A federation, yes, but what kind?

Whether it be poltical, budgetary, or based on financial solidarity, the idea of ​​a more integrated EU is in fashion. But just what final form would the Federal Union take in the end? Nobody really knows, and that’s the whole problem.

In Canada, the U.S. and Germany, people know what a federation and federalism mean, because they live in federations. In the case of the Germans it’s a paradox that, despite living in one, they are unable to imagine a federation at the European level, and the idea of a federation within a federation (like Russian matryoshka dolls) doesn’t really appeal to them much.

The French, on the other hand, typically (with some exceptions) cannot even imagine federalism, which they confuse with centralism. As for the British, federalism is a symbol of one-sided decentralisation (parliaments in Scotland and Wales, but not in England).

What would not fly in the U.S.

The EU has a very small shared budget (one percent of the GDP of the entire EU) and plans to cut it further (to 0.8 percent), but in some centralising tendencies it has gone so far that, had those moves been tried out in the real American federation, the experiment would have failed. If individual states in the U.S. were ordered by a central authority to rubber-stamp the financial budgetary rules and budget advice sent to them (i.e., change their own constitutions), to submit their budgets to Washington for approval even before they voted on them themselves – and then send them back for inspection (which is the principle of the European fiscal compact), it would lead to a revolt and the American federation would break up.

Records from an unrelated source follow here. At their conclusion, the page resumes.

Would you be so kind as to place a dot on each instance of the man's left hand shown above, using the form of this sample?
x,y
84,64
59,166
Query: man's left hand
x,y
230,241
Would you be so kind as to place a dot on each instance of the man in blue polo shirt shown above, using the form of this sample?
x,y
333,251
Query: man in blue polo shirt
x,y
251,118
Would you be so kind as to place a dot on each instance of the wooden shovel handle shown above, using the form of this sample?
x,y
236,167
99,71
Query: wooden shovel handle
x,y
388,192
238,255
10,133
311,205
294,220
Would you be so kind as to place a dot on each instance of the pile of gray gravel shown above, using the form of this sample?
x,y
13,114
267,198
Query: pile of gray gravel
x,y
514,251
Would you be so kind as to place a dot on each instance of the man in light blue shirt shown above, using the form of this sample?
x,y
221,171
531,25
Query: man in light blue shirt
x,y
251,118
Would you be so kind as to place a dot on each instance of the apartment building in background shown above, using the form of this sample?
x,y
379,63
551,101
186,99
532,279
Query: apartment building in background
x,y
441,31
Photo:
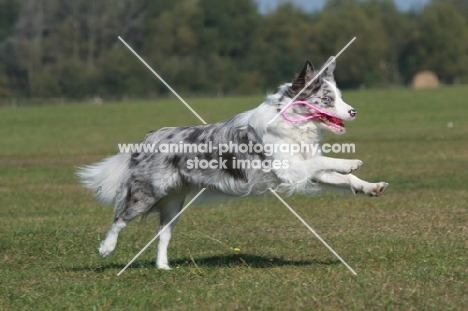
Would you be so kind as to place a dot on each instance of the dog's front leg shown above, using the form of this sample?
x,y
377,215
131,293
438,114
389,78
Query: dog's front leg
x,y
352,182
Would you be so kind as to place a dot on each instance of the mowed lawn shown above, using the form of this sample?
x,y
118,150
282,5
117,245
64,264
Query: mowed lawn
x,y
408,247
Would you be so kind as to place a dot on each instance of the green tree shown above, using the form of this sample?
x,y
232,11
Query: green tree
x,y
286,41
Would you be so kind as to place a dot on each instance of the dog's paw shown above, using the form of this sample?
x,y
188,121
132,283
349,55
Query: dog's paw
x,y
163,266
377,189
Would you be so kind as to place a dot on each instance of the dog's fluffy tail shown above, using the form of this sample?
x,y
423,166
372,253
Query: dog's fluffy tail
x,y
105,178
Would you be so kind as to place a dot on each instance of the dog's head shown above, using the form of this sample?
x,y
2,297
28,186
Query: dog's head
x,y
322,93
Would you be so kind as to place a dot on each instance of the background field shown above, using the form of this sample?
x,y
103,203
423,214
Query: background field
x,y
408,247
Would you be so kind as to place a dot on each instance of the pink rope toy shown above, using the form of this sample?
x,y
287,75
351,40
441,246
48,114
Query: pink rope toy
x,y
319,113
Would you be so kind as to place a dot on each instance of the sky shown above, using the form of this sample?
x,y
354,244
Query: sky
x,y
266,6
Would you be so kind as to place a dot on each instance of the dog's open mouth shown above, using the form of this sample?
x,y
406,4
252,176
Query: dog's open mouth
x,y
332,122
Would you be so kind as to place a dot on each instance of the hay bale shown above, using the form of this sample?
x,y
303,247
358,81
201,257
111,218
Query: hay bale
x,y
425,79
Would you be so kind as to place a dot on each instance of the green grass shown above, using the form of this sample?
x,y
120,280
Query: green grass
x,y
409,247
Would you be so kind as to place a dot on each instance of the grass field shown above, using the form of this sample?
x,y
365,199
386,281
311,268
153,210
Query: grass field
x,y
409,247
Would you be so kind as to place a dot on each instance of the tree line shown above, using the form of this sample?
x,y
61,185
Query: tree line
x,y
70,48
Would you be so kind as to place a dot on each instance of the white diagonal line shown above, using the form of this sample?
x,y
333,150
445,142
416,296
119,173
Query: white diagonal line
x,y
161,231
313,231
162,80
313,79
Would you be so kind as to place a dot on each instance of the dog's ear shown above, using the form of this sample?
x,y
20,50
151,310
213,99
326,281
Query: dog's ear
x,y
328,73
304,77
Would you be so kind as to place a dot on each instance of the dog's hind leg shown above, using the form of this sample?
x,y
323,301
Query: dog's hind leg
x,y
134,203
168,209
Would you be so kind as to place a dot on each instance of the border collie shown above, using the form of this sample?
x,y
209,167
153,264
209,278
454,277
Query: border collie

On the other hand, building a federation is a long process, and according to the experts in this subject, it was only completed in the U.S. in the 1930s, once federal deposit insurance was made into law. We should note, however, that the eurozone is already approaching a common deposit insurance (as one of the defining traits of a federation) and other elements of a banking union in leaps and bounds. What is certain is that the crisis will not be overcome without some sort of shared budget and shared taxes. It follows from that that we in the Czech Republic should know very well what we will do if the federation is built in the eurozone and we are left on the outside.